Individuals who are applying for a U.S. visa now or in the near future may experience significant processing delays at U.S. embassies or consular posts around the world. On July 23, 2014, the U.S. State Department announced that the global database used to process visa applications had crashed and was only working intermittently. The Consular Consolidated Database (“CCD”) houses all of the information related to issuing travel documents. This glitch could cause significant delays for hundreds of thousands of people around the world who are awaiting their travel documents. The CCD system links to other federal agency security databases and contains millions of visa cases and photographs. Visas are approved, recorded, and printed through the CCD.
According to an Associated Press Report, State Department spokeswoman Marie Harf stated that the problem is worldwide and not specific to any particular country, citizenship document, or visa category. Harf said the technical issues have resulted in significant backlogs. These backlogs are making it more difficult to restore the system. “Until the system comes back online, we are unable to print visas. We apologize to applicants and recognize this may cause hardship to applicants waiting on visas and passports. We are working to correct the issue as quickly as possible,” she said.

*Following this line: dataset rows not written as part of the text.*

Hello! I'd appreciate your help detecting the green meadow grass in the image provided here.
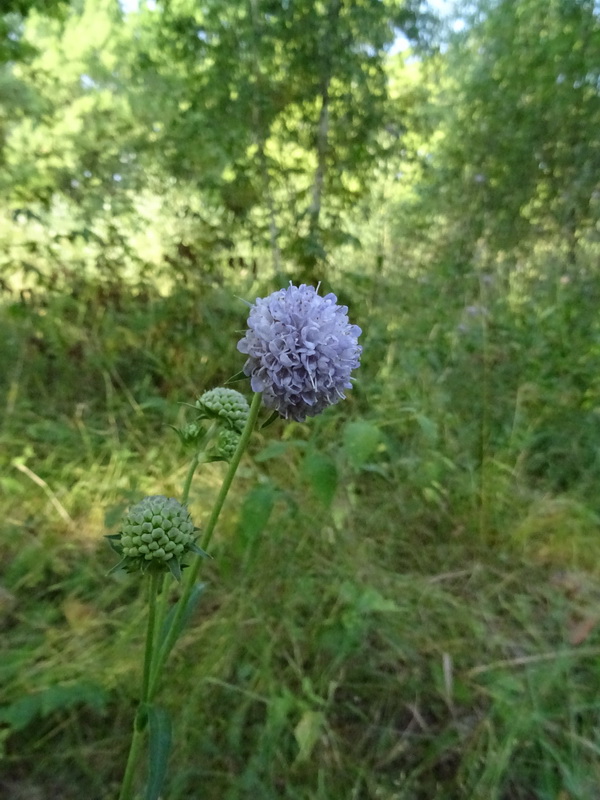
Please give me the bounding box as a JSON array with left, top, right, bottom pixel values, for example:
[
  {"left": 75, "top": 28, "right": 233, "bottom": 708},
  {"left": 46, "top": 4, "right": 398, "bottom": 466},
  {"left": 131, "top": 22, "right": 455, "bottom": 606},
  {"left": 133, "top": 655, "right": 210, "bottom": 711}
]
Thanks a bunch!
[{"left": 0, "top": 275, "right": 600, "bottom": 800}]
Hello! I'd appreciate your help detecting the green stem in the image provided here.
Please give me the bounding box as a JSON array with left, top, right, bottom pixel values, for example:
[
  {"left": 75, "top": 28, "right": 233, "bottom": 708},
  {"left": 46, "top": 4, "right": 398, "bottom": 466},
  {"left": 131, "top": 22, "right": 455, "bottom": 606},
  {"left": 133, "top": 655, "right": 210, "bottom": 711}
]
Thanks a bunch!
[
  {"left": 119, "top": 724, "right": 144, "bottom": 800},
  {"left": 142, "top": 572, "right": 161, "bottom": 703},
  {"left": 149, "top": 392, "right": 262, "bottom": 700},
  {"left": 119, "top": 572, "right": 161, "bottom": 800},
  {"left": 181, "top": 452, "right": 200, "bottom": 505}
]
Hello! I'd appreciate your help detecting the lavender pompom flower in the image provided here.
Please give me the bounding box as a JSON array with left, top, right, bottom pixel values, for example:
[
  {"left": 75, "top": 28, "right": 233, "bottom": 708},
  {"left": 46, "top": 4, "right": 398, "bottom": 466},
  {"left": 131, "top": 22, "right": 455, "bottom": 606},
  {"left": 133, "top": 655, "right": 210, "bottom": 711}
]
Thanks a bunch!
[{"left": 237, "top": 284, "right": 362, "bottom": 422}]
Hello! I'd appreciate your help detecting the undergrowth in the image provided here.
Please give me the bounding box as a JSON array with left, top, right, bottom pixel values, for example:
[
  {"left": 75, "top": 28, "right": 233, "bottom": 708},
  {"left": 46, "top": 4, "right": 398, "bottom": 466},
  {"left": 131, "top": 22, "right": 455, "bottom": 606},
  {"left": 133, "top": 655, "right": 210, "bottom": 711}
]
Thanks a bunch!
[{"left": 0, "top": 260, "right": 600, "bottom": 800}]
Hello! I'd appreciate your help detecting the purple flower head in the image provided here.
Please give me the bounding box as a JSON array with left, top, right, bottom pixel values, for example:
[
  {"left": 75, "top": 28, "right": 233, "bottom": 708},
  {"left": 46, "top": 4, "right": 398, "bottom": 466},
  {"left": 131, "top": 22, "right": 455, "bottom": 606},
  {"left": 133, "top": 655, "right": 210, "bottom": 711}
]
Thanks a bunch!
[{"left": 238, "top": 283, "right": 362, "bottom": 422}]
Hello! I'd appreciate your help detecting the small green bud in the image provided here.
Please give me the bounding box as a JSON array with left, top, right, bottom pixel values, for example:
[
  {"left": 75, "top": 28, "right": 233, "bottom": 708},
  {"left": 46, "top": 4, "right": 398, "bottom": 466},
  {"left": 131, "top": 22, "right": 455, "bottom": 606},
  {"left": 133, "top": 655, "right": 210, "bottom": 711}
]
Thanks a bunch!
[
  {"left": 196, "top": 387, "right": 250, "bottom": 433},
  {"left": 107, "top": 495, "right": 206, "bottom": 578},
  {"left": 215, "top": 430, "right": 240, "bottom": 461}
]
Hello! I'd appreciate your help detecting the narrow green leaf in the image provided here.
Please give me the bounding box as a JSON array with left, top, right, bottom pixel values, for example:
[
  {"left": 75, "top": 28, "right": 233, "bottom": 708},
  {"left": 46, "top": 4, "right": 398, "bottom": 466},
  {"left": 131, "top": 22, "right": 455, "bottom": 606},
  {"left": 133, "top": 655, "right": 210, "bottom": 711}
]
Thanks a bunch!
[
  {"left": 146, "top": 706, "right": 171, "bottom": 800},
  {"left": 302, "top": 452, "right": 338, "bottom": 506}
]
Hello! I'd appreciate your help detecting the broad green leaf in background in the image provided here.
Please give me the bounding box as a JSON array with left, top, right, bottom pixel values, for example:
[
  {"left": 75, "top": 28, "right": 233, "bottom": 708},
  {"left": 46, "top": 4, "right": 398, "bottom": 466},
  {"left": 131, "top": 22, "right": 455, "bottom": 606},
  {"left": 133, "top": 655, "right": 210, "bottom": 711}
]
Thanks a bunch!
[
  {"left": 343, "top": 420, "right": 381, "bottom": 469},
  {"left": 302, "top": 452, "right": 338, "bottom": 506}
]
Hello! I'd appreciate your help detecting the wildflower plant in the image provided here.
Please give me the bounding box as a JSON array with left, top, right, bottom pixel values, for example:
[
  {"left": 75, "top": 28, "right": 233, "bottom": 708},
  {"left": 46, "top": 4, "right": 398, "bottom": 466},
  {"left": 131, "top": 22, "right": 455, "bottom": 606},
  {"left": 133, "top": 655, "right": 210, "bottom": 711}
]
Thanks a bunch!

In a follow-up statement on July 27, 2014, the Department of State said it has made continued progress on restoring full system functionality. “As we restore our ability to print visas, we are prioritizing immigrant cases, including adoptions visas. System engineers are performing maintenance to address the problems we encountered.”
Individuals who expect to apply for a visa at a U.S. consulate or embassy in the coming days and weeks are encouraged to plan for possible delays when making their travel arrangements.